I've seen pics where someone had cut a milk bottle lid in half and siliconed them to the glass sides and slotted the bamboo ends in.

I just use fake bendy vines. They can bend to any shape and are long enough to wedge against each side or wrap around branches etc so it's sturdy. Also looks more natural.

I like the lucky reptile ones and so does my gecko, he never off them!


----------



## Guest (Sep 23, 2009)

ObsessedWithSerpents said:


> hey guys I was wondering if there is any way you can connect bamboo from 1 end of the viv to the other.whether that be suction cup, magnets or whatever to create perches
> 
> Thanks:flrt:


You can get some sort of clear dish or lid and cut it in half, then stick one half at either ends, so that the cut bit is facing upwards. then you can easily remove the bamboo, lots of people use them for tree boas  just make sure you sand the edges to make them blunt


----------



## smileybones (Jan 16, 2007)

I'm glad this subject came up as I am looking to do the same for my cresties in their exo terra's.

Has anyone got some pictures of how they did it? I may be being dim, but I can't picture it.

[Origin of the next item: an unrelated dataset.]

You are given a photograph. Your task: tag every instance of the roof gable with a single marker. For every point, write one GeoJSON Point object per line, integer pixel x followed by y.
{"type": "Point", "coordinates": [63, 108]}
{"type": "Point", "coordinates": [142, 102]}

Also, another silly question, but is silicon easily removed if necessary?


----------



## Morgan Freeman (Jan 14, 2009)

Use something on the sides to insert the bamboo in. Tree fern or coco panels for example.


----------



## ObsessedWithSerpents (Sep 2, 2009)

thanks guys i was looking into getting an amazon tree boa or gree tree python and i thought it would be good to put perches at different heights for a good temperature gradient within an exo-terra. i think the easiest option will be to silicon some coco panels and insert the bamboo but i dont know whether they would cause any mites problems for a snake. Anyone know?


----------



## xautomaticflowersx (Sep 7, 2009)

For holding large horizontal bamboo perches for my day gecko I just made a 'U' shape of silicone on the glass on the inside, waited for it to dry and then put the bamboo into place. And yes, you can remove silicone by using a razor blade.


----------



## bomb (Nov 13, 2007)

The coco panels wouldn't cause mite problems unless the Snake already has mites. I'd stay away from Bamboo though there was a debate in the Chondro community a few years back regarding Bamboo rotting when kept under constant high humidity.


----------



## ObsessedWithSerpents (Sep 2, 2009)

bomb said:


> The coco panels wouldn't cause mite problems unless the Snake already has mites. I'd stay away from Bamboo though there was a debate in the Chondro community a few years back regarding Bamboo rotting when kept under constant high humidity.


 

ok then what would be better. i saw on youtube someone had see through glass perches for his amazon tree boa but i just thought the bamboo would look better in among all the foliage. would some sort of piping be ok and if yes what?


----------



## bomb (Nov 13, 2007)

Piping is fine. I use Cork branches myself they tend to be more expensive than other options but look alot better especially in a rainforest style viv.


----------



## Morgan Freeman (Jan 14, 2009)

Get some pvc pipe and cover it? With eco earth/silcone perhaps.


----------



## naja-naja (Aug 26, 2009)

you could make a U shape with a thick line of silicone and slot a branch into it.


----------



## ObsessedWithSerpents (Sep 2, 2009)

if i did the U shape with silicone would the branch be removeable when cleaning etc.


----------